Alam Maritim’s 2017 core net loss widened 4% yoy to RM87.2m, dragged down by weaker revenue and larger losses from its jointventure operation. We are increasing our loss assumptions for 2018- 19E due to the murky outlook. Maintain our SELL call with a lower TP of RM0.11 (from RM0.15) based on an unchanged 0.2x 2018E P/BV.

2017 Loss Larger Than Expected

2017 revenue slumped 30% yoy to RM159.9m mainly due to weaker offshore marine services and subsea/offshore installation & construction (OIC) revenue, which fell by 21% and 42%, respectively. Offshore marine services continued to see lower vessel utilisation and daily charter rates (DCR), while OIC continues to suffer from low work activities. The 2017 core net loss widened 4% yoy to RM87.2m, which was larger than expected (both on our and consensus estimates).

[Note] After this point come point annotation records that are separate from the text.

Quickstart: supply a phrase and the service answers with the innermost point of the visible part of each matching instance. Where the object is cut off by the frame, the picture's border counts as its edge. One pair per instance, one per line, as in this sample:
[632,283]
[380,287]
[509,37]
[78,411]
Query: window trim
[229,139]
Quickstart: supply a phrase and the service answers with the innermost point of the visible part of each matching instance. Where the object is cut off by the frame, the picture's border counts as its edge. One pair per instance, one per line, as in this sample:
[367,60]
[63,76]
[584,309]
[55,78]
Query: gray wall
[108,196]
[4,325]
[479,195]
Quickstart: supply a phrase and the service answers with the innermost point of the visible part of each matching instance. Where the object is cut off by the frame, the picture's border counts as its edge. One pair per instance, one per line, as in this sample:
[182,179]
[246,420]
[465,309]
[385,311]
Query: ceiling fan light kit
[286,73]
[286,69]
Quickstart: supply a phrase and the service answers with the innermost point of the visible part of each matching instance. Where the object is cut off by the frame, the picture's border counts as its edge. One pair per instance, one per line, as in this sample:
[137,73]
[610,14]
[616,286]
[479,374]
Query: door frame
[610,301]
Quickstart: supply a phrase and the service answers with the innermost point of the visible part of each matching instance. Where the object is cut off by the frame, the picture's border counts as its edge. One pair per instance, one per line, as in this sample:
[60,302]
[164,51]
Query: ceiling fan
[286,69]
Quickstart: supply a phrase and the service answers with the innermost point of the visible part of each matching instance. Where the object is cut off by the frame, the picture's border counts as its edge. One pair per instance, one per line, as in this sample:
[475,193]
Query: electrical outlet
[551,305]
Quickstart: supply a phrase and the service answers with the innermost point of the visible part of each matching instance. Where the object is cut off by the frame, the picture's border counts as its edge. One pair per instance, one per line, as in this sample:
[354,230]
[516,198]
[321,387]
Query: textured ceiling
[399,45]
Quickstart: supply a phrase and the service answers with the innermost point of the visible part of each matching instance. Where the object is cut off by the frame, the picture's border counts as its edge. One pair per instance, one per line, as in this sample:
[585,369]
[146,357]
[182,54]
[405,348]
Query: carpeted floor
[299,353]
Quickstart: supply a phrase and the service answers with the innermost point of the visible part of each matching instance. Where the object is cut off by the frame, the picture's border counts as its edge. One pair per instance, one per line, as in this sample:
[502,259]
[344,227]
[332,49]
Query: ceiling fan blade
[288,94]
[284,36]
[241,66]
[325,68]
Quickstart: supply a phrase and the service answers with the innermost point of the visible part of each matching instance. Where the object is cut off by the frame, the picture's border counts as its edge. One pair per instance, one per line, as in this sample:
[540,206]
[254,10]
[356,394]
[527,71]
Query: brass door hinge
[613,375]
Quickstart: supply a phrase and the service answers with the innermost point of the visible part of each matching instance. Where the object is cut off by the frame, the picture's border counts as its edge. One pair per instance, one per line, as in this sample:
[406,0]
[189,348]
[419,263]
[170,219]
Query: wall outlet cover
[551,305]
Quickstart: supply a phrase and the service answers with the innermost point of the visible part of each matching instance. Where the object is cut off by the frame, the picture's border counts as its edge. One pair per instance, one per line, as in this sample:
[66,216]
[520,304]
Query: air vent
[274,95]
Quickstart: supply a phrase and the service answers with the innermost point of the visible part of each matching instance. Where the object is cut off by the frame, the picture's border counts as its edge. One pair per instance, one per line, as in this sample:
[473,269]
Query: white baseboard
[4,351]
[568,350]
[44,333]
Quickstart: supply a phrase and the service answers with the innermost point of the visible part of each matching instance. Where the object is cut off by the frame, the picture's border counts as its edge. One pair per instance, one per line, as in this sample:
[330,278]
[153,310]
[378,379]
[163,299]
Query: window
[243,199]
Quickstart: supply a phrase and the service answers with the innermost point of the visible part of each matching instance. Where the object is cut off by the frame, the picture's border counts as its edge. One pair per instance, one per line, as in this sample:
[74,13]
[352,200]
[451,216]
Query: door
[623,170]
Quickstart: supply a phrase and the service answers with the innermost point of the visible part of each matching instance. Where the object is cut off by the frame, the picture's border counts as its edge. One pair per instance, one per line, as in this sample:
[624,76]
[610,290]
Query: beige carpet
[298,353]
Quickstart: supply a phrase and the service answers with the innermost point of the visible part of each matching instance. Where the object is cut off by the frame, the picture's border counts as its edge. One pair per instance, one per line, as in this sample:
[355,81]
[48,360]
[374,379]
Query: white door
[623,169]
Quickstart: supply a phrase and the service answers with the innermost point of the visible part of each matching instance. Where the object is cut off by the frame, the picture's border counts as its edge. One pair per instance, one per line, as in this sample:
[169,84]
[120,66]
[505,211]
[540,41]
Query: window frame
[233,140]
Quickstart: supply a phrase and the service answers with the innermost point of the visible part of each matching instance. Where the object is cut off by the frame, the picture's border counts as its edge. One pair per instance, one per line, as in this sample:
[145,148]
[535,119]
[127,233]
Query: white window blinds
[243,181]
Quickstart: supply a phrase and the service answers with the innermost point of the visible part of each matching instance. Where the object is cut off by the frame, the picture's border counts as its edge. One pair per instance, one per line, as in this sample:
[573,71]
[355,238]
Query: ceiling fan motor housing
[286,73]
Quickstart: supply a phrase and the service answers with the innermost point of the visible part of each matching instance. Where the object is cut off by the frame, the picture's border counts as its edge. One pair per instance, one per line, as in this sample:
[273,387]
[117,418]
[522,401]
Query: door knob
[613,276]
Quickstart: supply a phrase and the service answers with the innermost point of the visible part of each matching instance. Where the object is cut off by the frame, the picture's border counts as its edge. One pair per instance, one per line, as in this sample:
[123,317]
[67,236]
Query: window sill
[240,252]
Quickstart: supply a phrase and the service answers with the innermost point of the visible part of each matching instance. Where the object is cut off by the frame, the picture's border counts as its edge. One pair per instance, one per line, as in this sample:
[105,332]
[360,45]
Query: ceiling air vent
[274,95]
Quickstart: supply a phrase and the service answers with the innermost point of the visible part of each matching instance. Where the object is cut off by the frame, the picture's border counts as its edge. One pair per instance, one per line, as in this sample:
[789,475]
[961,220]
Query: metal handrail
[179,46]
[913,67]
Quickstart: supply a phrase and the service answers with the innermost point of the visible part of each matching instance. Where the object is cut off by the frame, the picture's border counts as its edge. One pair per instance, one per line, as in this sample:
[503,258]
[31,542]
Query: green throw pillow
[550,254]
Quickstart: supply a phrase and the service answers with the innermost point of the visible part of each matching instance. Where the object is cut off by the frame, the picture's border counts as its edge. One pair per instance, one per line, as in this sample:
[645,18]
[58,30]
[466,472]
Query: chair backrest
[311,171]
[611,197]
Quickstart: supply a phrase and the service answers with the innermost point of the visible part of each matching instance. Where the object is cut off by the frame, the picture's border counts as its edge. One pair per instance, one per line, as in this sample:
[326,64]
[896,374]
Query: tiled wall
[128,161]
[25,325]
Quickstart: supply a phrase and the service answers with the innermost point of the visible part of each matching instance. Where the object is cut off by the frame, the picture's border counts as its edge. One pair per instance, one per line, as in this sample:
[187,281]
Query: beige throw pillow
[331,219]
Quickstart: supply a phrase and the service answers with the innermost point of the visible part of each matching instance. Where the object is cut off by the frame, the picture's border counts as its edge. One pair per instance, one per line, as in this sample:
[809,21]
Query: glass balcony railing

Joint Venture Pulls Down 4Q Earnings

Sequentially, 4Q revenue inched up 2% to RM43.1m due to higher vessel utilisation rates which partly offset the weaker OIC business. However, its core net loss widened more than 2-fold to RM62m from RM17m in 3Q17 as results were dragged down by the larger losses from its joint-venture business.

Maintain SELL

We increase our 2018-19E loss forecasts as we assume a lower vessel DCR and higher cost structure than earlier expected. We maintain our SELL rating with a lower 12-month target price of RM0.11 (from RM0.15) based on an unchanged 0.2x 2018E P/BV. Key upside risks to our call include a faster-than-expected recovery in the OSV market and better OSV utilization rates.